James Leroy Wilson's blog

Saturday, November 05, 2005


If you ever get the chance to see the uncut version of the Lord of the Rings trilogy on the big screen (probably via DVD projector, as I saw it), go for it. I had the opportunity on these past three Friday nights. As one who did not read the source material by Tolkein, I enjoyed the theatrical releases when they came out, but there were several things I wondered about which the uncut version answered.

I think it's unfortunate that the trilogy yielded just one Oscar nomination for acting - Ian McKellen as Gandalf in Fellowship. I thought that Sean Astin as Sam was quite deserving in Return of the King. And Bernard Hill gave a very strong performance as Theodin, King of Rohan, especially in The Two Towers. I view Frodo and Aragorn as the central characters of the trilogy, but each installment also had the own most important character.

One character I like in Return of the King was the Orc general - the guy who led the attack on Gondor. He showed that Orcs were real people with intelligence and motives that, from their perspective, seemed good. I mean, who would you rather have on your side - him or the Steward of Gondor?

I'm also a fan of Gimli (the dwarf). Him and Sam. Two guys you want on your side. I'm sure fans of the novel resent Gimli being reduced to a comic-relief type character in the movies, but I don't view him that way. He's the first guy to enter the melee at personal risk, yet after Frodo and Sam went on their way with the ring, ensuring that neither elves nor men would get it, he had less to gain and the most to lose (as probably the most disinterested fellow) by sticking with the fellowship. But he stuck by Aragorn and Legolas throughout.

Reading the novels is on my to-do list so as to get the whole story, but I will go on record as saying I like the perspective of watching the movies without any preconceptions or expectations. And especially glad to see the uncut versions on the big screen.


  1. Jim - I am a big fan of the movie and the book (both in three parts). It amazes me how Peter Jackson and team took the greatest epic fantasy novel and, respectfully and creatively but not mechanically, made (what is perhaps) the greatest epic fantasy film.

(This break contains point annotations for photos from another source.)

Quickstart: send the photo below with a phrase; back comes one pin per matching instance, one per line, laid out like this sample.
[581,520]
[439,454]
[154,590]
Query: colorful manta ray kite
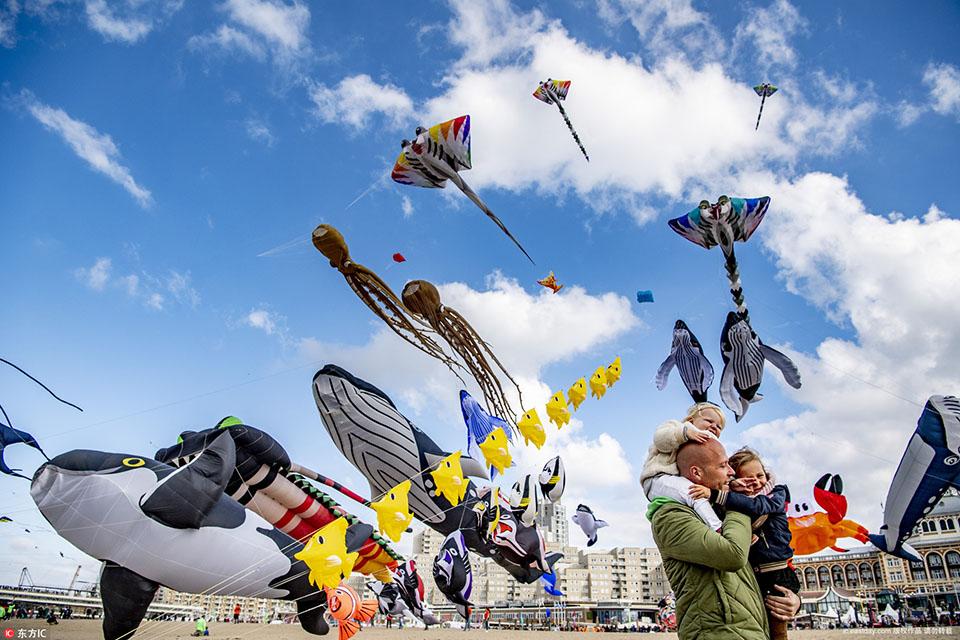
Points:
[764,90]
[721,224]
[927,469]
[436,155]
[553,92]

I only hope Jackson gets going on the film version of The Hobbit - I am just now reading it to my eldest children - The Hobbit is a good book with which to begin, before you jump into the Lord of the Rings.

  2. I agree about Sean Astin; his Sam is so likable and heroic that I found myself missing him the most when the story was over, and joyful that he "lived happily ever after." Astin's being forgotten at awards time is proof of how silly awards are; it's definitely one of the great all-time performances.

    I also agree it's worth your while to read "The Hobbit" first; it gives LOTR even more depth.